Here's the last question that Dr. Rich posed regarding the HDAM circuits in the AV8801.
"The marketing material for the AV8801 states that HDAM technology is used in the line driver and that the HDAM is made from discrete blocks and no opamps. Based on my analysis, the actual circuitry has no HDAM blocks and uses two opamps which ultimately define the performance of the circuit. "
Here is the response from Paul Belanger, Technical Product Manager for Marantz:
"We use a discretely designed circuit in lieu of a standard Op-amp. The HDAM itself is sandwiched between 2 Op-amps in a diamond buffer configuration – the 8801 features 13 of these "discrete" HDAM boards – 1 for each channel. The HDAM SA2 is the circuitry sitting between the OP-Amps and is mainly defining the characteristic of the sound. The OP-Amps might not look best on the data sheet, however in this configuration with the HDAM and current feedback topology it was our choice for a good balance in sound.
Dr. Rich tends to focus very much on singular devices and the data sheets associated with them – Our design philosophy is quite different at Marantz.

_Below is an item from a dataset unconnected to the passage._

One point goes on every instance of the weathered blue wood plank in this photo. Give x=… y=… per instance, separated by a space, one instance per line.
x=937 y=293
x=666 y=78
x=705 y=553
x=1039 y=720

We use the appropriate component for the outcome and final sound quality we are trying to achieve. He may believe that the 8801 would sound no better than an entry level Yamaha via its preouts based on our choice of volume IC – but I can tell you in my experience, singular components do not make or break the final sound; from overall and surrounding circuit design, vibration resistance, materials to grounding points, there is SO much more involved in building a great sounding piece of audio gear."
I can't settle the fundamental debate on component parts between Dr. Rich and Marantz. What I can settle is that the overall goal of a product like the AV8801 is to allow the consumer to enjoy movies and music and it certainly does that very well. My reservations about the two channel audio performance of the AV8801 stem from the perspective that Marantz can do so much better. Marantz makes wonderful reference quality stereo gear and I was personally hoping that they would have included that reference level analog output in the AV8801. I also realize that doing so may have completely blown the price point for the product.
The bottom line is that the AV8801 does its job very well and offers just about every conceivable feature that someone might want including support for 4K. It comes in at a price point which puts it in competition with the Integra DHC-80.3, the Onkyo PS5509, the Yamaha CX-A5000 and Marantz' own AV7701. If you are looking for a processor, I would certainly recommend that you visit a dealer and give the AV8801 a listen.